Hungarian swimmer (born 1997)

Kristóf Rasovszky (born 27 March 1997) is a Hungarian Olympic swimmer. He represented his country at the 2016, 2020, and 2024 Summer Olympics, winning the silver medal in the 10 kilometre open water swim in 2020 and the gold medal in the 10 kilometre open water swim in 2024.

==Career==
Rasovszky competed at the 2016 Summer Olympics. He won the 5 kilometre and the 25 kilometre open water swim in the 2018 European Aquatics Championships. He won the 5 kilometre open water swim in the 2019 World Aquatics Championships.

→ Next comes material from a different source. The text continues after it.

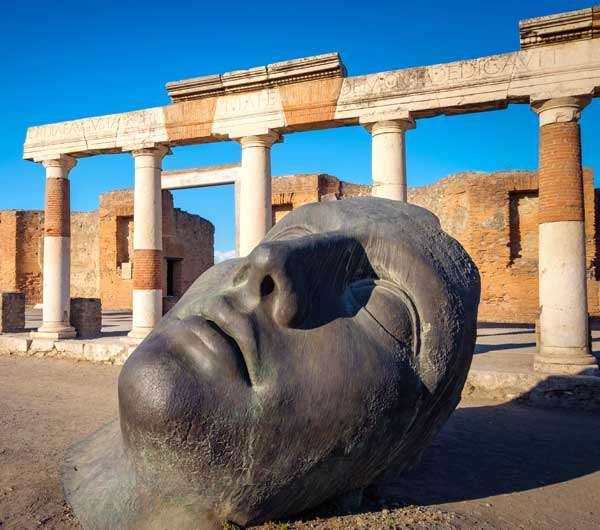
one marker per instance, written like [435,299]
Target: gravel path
[492,467]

In 2021, he won the bronze medal in the team relay event at the 2020 European Aquatics Championships held in Budapest, Hungary. Later in the year, at the 2020 Summer Olympics, held in 2021 due to the COVID-19 pandemic and contested in Tokyo, Japan, he won a silver medal in the 10 kilometre open water swim with a time of 1:48:59.0.

At the 2022 European Aquatics Championships, held in August in Rome, Italy, Rasovszky helped achieve a finish in 59:53.9 in the open water mixed team relay, anchoring the relay to a silver medal victory only behind the gold medal-winning team from Italy.

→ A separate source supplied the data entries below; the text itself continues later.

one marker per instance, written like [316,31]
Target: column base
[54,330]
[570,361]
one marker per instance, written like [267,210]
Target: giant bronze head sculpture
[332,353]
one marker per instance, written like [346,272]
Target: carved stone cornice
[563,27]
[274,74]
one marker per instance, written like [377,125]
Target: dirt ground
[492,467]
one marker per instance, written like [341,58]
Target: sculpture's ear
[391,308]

Following a fourth-place finish in the 10 kilometre open water swam at the third leg of the 2022 FINA Marathon Swim World Series, held later the same month as the European Championships at Lake Mégantic in Lac-Mégantic, Canada, Rasovszky ranked first based on his results from the first three legs of the World Series circuit. At the fifth and final leg of the World Series, held three months later in Eilat Israel, he placed fourth in the 10 kilometre open water swim with a time of 1:46:45.40 and tied Gregorio Paltrinieri of Italy for the overall highest-scoring male competitor spot.

At the second leg of the 2023 FINA Open Water Tour, held in May in Golfo Aranci, Italy, Rasovszky won the 10 kilometre open water swim with a time of 1:47:17.60, sharing the podium with Domenico Acerenza of Italy (silver medalist) and Oliver Klemet of Germany (bronze medalist). One leg earlier, held also in May only in Egypt, he placed fourth in the same event with a time of 1:52:55.00. Later in the month, on the second day of the tour leg in Setúbal, Portugal, he contributed to a final time of 1:24:13.10 in the 4×1500 metre mixed open water relay to help win the gold medal.